The Middle East remains the leading light in what is fast becoming a concerning fluctuation in oil prices across traditionally leading economies.
US crude was trading at $42.07 per barrel, 43 cents blow their last settlement and close to more than six-year lows.
Earlier on Monday 17 August, Asia trading also reported falling prices as Japan’s economy contracted on the back of falling exports and consumer spending, adding to fears that Asia’s biggest economies are starting to slow at the same time.
Japan’s economy, the second biggest in Asia and number three in the world, shrank at an annualised pace of 1.6 percent in April-June as exports slumped and consumers cut back on spending.
The slowdown in Asia’s biggest economy, China, and its impact on the region have also heightened the chance that any rebound in growth in July-September will be modest, analysts say.

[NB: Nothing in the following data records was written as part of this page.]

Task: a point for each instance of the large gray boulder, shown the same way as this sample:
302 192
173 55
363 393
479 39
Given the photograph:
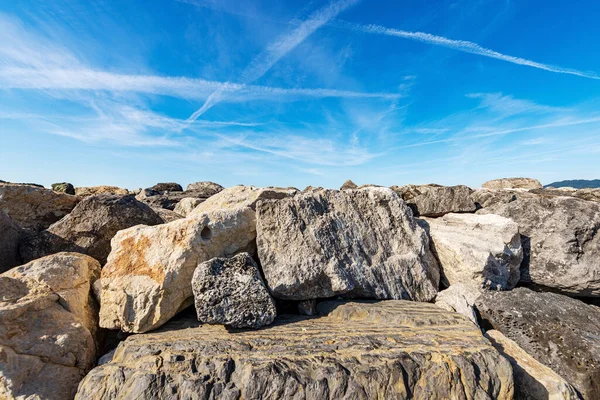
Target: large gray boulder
483 251
558 331
10 237
356 243
90 227
230 291
33 207
435 200
48 325
560 241
385 350
533 380
512 183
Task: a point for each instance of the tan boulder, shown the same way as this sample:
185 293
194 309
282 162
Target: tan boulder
533 380
384 350
48 324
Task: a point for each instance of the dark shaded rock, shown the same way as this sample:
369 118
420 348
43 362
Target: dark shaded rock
559 332
533 380
167 187
436 200
89 228
356 243
230 291
34 208
349 185
63 187
385 350
10 236
560 240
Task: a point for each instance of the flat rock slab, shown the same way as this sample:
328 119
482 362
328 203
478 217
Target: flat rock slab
361 243
386 350
558 331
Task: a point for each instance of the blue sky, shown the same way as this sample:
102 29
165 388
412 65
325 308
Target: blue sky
297 93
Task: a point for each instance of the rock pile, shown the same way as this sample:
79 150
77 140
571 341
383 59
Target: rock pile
415 291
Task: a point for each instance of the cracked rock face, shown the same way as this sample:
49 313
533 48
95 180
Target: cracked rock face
48 324
89 228
10 237
558 331
561 242
360 243
230 291
533 380
385 350
483 251
436 200
34 208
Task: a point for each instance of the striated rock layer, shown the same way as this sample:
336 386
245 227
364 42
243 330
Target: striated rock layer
386 350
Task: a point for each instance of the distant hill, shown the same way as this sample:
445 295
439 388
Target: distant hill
577 184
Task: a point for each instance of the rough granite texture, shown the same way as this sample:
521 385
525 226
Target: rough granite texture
533 380
435 200
230 291
483 251
360 243
89 228
48 324
386 350
556 330
512 183
34 208
561 242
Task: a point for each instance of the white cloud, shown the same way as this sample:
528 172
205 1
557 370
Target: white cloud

The weak economic data comes at a time when production around the world remains at or near record highs, epitomised by the still thriving Middle Eastern market, as ANZ revealed in an announcement.
“OPEC is expected to boost crude oil production to 33 million barrels a day, the most ever, after international sanctions are removed against Iran,” the Bank said. “Oman, the biggest non-OPEC oil producer in the Middle East, has also increased its production, pumping one million barrels a day in July; a 0.5 percent increase from June’s daily output level.”